Alessandrì Luca, Arigoni Maddalena, Calogero Raffaele
Department of Molecular Biotechnology and Health Sciences, University of Torino, Torino, Italy.
Methods Mol Biol. 2019;1979:425-432. doi: 10.1007/978-1-4939-9240-9_25.
Differential expression analysis is an important aspect of bulk RNA sequencing (RNAseq). A lot of tools are available, and among them DESeq2 and edgeR are widely used. Since single-cell RNA sequencing (scRNAseq) expression data are zero inflated, single-cell data are quite different from those generated by conventional bulk RNA sequencing. Comparative analysis of tools used to detect differentially expressed genes between two groups of single cells showed that edgeR with quasi-likelihood F-test (QLF) outperforms other methods.In bulk RNAseq, differential expression is mainly used to compare limited number of replicates of two or more biological conditions. However, scRNAseq differential expression analysis might be also instrumental to identify the main players of cells subpopulation organization, thus requiring the use of multiple comparisons tools. Nowadays, edgeR is one of the few tools that are able to handle both zero inflated matrices and multiple comparisons. Here, we provide a guide to the use of edgeR as a tool to detect differential expression in single-cell data.

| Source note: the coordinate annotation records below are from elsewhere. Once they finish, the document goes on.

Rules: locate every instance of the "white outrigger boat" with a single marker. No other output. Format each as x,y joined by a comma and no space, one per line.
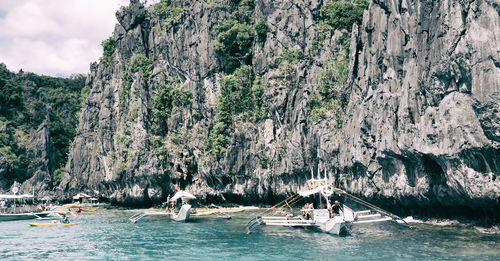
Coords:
181,216
323,219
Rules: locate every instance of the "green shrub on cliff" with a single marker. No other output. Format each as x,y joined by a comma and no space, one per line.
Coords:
261,32
165,11
234,43
240,99
26,101
324,103
109,46
140,61
340,14
167,97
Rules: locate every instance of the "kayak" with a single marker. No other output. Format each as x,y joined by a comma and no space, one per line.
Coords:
51,224
70,213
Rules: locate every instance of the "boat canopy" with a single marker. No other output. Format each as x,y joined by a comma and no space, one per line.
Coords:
307,193
6,196
183,195
81,195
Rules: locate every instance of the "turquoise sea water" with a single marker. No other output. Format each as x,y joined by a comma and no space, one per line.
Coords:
109,235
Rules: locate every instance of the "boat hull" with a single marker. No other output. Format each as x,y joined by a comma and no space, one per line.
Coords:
51,224
22,216
183,214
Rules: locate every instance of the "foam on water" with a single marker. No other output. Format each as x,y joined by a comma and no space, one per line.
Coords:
109,235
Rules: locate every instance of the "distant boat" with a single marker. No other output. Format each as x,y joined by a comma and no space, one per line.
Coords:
23,216
182,215
51,224
10,214
323,219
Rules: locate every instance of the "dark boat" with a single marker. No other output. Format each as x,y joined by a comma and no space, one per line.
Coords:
22,216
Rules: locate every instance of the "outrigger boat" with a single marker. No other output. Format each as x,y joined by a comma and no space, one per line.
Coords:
322,219
181,216
52,224
22,212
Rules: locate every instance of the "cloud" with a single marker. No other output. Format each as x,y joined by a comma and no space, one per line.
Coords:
54,37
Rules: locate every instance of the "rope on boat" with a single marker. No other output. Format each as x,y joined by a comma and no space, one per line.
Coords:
367,204
257,220
291,199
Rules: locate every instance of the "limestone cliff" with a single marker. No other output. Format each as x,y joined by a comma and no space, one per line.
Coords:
421,121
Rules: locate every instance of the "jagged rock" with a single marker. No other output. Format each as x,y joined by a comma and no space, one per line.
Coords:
131,16
41,181
421,108
423,125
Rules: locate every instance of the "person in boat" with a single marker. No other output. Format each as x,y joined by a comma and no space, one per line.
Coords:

差异表达分析是 bulk RNA 测序(RNAseq)的一个重要方面。有许多工具可供使用,其中 DESeq2 和 edgeR 被广泛应用。由于单细胞 RNA 测序(scRNAseq)表达数据存在零膨胀现象,单细胞数据与传统 bulk RNA 测序产生的数据有很大不同。对用于检测两组单细胞之间差异表达基因的工具进行比较分析表明,采用拟似然 F 检验(QLF)的 edgeR 优于其他方法。在 bulk RNAseq 中,差异表达主要用于比较两种或更多生物学条件下数量有限的重复样本。然而,scRNAseq 差异表达分析对于识别细胞亚群组织的主要参与者也可能有帮助,因此需要使用多重比较工具。如今,edgeR 是少数能够处理零膨胀矩阵和多重比较的工具之一。在此,我们提供一份关于使用 edgeR 作为检测单细胞数据中差异表达工具的指南。